Big water change, shut down canister pump and switched from charcoal and bulk blue filter to paper cartridge. Shut of protein skimmer as it was only a current maker. my bed filter is offline now as to unclog and plumb inline from the canister. 
I moved some plants around and gave my frill plant a major haircut. Tried to save the tears from algae slime but only save a tiny clump. Add a few more fertilizer tabs.


----------



## pghkid (Apr 19, 2014)

Unknown creature! just looked in my tank and saw this thing in my tank. I have no idea what it is or where it came from. Any help?


----------



## samee (Oct 14, 2011)

wow, thats one freaky looking thing. I would suggest throwing it out or atleast isolating it by taking it out the tank and throwing it in a bucket full of water (until someone IDs it). Looks like its a fish eater and a hitchhiker to me.


----------



## The Dude (Feb 8, 2011)

That Thing is horifying. Get it out and kill is ASAP. Also I strongly recommend you buy a gallon of Metricide from Amazon.com. $25 and work up to say 15ml a day. It's the same stuff as Excel just way cheaper. 
I dose 20ml a day in my 75g. I dose directly at whatever algae I may have. It's a great carbon source and it has anti algae properties. You'll need a big 100ml syringe. Also I strongly suggest some Amano Shrimp as mentioned earlier. I also dose peroxide from the syringe directly at any algae I couldn't get with the Metricide. I use up to 20 ml per incident when I do that. I have very little algae in my tank and very good growth with just metricide. As your plant mass increases your battle with algae will become easier. 
I would also strongly suggest some Wisteria while you are waiting for other plants to grow. It's a massive weed, but it competes with algae very effectively. I personally dont care for its look when my tank is nearing what I want, but ive seen others incorporate it into some beautiful scapes. When your other stuff fills in you can take it out if you don't like it. 
This comes from maybe 8 years of setting up tanks. The beginning is by far the hardest. Do those 3 things and it will make a tremendous impact on your tank.
You may also want to consider the flow in the tank. Algae doesn't like good water flow. To get the flow I needed I have a Rena XP3, two AquaClear 70's, and an AquaClear 50 powerhead.
If you are confident of the quality of your.water you could also consider some Oto's. 6 or 7 Otos, 10 Amano Shrimp and maybe 10ml of Metricide a day and your tank would look tremendously improved in a week.


----------



## pghkid (Apr 19, 2014)

Tank update:
water change, approximately 15 gallons added, 10 from draining 5 lost to evaporation.

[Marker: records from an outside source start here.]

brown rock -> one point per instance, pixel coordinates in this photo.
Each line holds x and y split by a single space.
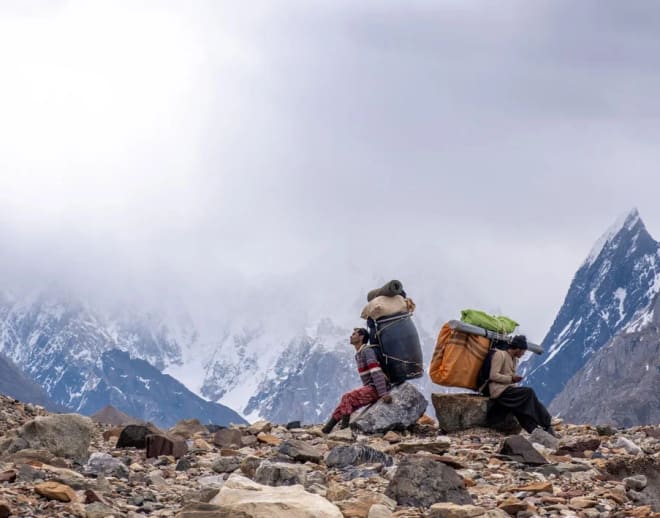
392 437
581 502
8 476
30 456
536 487
228 438
267 438
249 440
56 491
449 510
112 433
92 496
201 444
577 448
553 499
360 505
437 447
426 420
512 506
187 428
259 427
336 492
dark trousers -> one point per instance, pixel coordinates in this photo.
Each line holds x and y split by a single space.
523 404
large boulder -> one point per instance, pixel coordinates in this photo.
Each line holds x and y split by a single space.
281 474
135 435
421 481
520 449
355 454
300 451
457 412
158 445
228 438
407 406
63 435
105 464
242 497
187 428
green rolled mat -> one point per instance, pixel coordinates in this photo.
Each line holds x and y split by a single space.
389 289
503 325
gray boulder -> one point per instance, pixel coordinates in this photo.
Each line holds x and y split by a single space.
105 464
355 454
228 438
407 406
63 435
135 435
300 451
281 474
520 449
226 464
540 436
456 412
421 481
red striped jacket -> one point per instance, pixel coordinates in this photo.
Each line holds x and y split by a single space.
370 371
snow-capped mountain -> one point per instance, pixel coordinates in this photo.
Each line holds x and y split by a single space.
620 384
74 353
613 291
17 385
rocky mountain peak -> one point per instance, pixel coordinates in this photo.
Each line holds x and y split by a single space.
614 289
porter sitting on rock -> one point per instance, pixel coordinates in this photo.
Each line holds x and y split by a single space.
506 397
374 382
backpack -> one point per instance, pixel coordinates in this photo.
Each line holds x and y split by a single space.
484 371
457 358
396 344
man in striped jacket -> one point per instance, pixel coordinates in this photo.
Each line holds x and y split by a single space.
374 383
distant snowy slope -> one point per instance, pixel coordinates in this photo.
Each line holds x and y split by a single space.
620 384
72 350
613 289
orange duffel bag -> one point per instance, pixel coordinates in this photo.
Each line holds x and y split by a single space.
457 358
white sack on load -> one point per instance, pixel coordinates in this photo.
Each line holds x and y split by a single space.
382 306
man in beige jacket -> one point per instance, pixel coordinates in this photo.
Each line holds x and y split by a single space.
507 397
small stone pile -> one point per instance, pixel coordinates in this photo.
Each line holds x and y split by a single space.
70 466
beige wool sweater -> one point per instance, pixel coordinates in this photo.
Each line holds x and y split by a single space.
502 369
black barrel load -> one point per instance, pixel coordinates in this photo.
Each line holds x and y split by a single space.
399 350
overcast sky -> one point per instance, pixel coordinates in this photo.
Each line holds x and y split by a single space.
210 151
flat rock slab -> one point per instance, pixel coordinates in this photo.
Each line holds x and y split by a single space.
408 405
577 448
242 495
437 447
63 435
520 449
228 438
354 455
300 451
420 481
449 510
135 436
456 412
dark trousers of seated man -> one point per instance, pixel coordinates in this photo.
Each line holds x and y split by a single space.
355 399
523 404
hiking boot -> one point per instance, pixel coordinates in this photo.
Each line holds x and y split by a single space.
329 425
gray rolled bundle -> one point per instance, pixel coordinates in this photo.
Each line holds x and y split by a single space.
390 289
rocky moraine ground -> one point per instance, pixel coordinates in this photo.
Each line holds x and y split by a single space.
66 465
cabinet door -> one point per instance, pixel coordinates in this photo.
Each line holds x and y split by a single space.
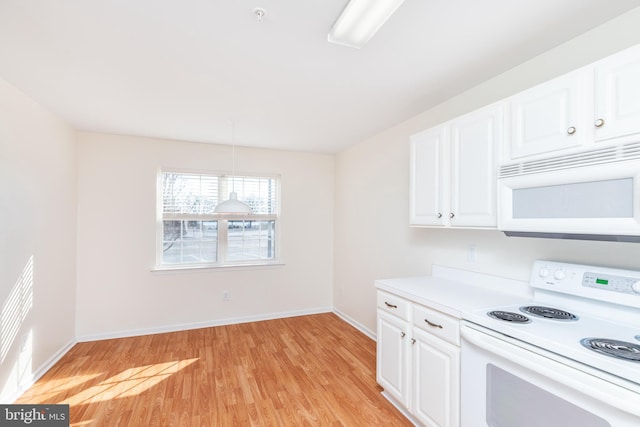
475 139
436 376
427 188
392 360
546 118
617 98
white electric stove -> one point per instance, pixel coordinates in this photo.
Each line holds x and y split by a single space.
573 349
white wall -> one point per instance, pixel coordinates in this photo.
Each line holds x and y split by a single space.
118 294
38 239
372 237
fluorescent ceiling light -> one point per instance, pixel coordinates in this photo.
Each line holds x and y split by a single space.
360 20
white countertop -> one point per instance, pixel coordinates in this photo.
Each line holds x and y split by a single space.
455 292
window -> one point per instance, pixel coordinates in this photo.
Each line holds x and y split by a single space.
190 234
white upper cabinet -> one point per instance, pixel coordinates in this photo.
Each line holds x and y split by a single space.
475 139
453 171
595 105
617 97
546 117
428 170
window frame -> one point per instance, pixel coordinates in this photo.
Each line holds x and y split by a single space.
222 219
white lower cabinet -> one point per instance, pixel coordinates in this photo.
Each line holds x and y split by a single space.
436 379
418 360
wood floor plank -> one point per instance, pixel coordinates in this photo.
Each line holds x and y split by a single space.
302 371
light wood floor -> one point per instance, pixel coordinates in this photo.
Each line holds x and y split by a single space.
303 371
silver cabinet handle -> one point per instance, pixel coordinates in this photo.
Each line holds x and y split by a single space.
435 325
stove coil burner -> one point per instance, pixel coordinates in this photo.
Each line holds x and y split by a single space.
509 316
549 313
613 348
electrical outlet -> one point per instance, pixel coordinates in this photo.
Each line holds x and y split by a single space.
472 253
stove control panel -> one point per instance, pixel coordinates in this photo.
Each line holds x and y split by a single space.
627 285
599 283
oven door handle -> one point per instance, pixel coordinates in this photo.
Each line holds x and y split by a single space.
604 391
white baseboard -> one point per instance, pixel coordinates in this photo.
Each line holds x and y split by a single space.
38 373
199 325
359 326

Added a cap of prime. 
Added 5 flourish tabs around the plants.
Overall I think the growth of the existing greenery has been slow. I believed that after this much time I would have had some plants filling out my tank.
I know I need more plants.
Thank you everyone for your comments and suggestions, your all very patient to take the time. 
I need to just actually go to the store.


----------



## pghkid (Apr 19, 2014)

*Tank Update: New Plants!*

So today I blew my radiator out after going to the lfs I picked up a few more plants as advised. Yeah! iI get work after work tomorrow!
I also picked up some floursih, excel, and some iron.
I got there near closing time so i simply asked for some quick guidance.
So with a few more plants and chemicals hee is what I got

ludwigia sp. 'super red'

hygrophila odora

limnophila aromatica: _I gotta two-fer special!_

So we will now wait and see what next may come for this project I do hope for a little more fill.


----------



## pghkid (Apr 19, 2014)

Chemistry Day!
it's been almost a year since I last tested my water. Results are in. Looks like everything is normal.
I went to the chain pet store for lunch, yum! And bought some filter media: marineland carbon ammonia neutralizing blend. I did so because I had previously switched back to the charcoal canister blue coat filter from the paper one as it was clogged. So I figured this blend couldn't hurt and I could save five dollars vs all charcoal in the same size.
I will probably wait until I do my next water change before adding this New media to the filter.
The plants all appear well right now, I have been dosing daily and have added iron and plain flourish a few extra.


----------



## BrynnaCC (Jan 5, 2014)

Unidentified insect is a house centipede. Not aquatic; it probably just fell in. They're good for your house; they eat fleas/bedbugs/cockroaches.


----------



## pghkid (Apr 19, 2014)

Diy co2 day!

Used up my little bottle of excell and two caps left if iron. Have added more root tabs and another water change since last post.
Plants all seem well with exception to the Val. It doesn't seem to agree with one of these chemicals.

I decided on a whim to throw this little guy together. Standard setup from what I've seen upon the cursory glance of web search.
The airstone is just under the substrate under the cup from my protein skimmer to trap the bubbles? So I've read to better diffuse the gas?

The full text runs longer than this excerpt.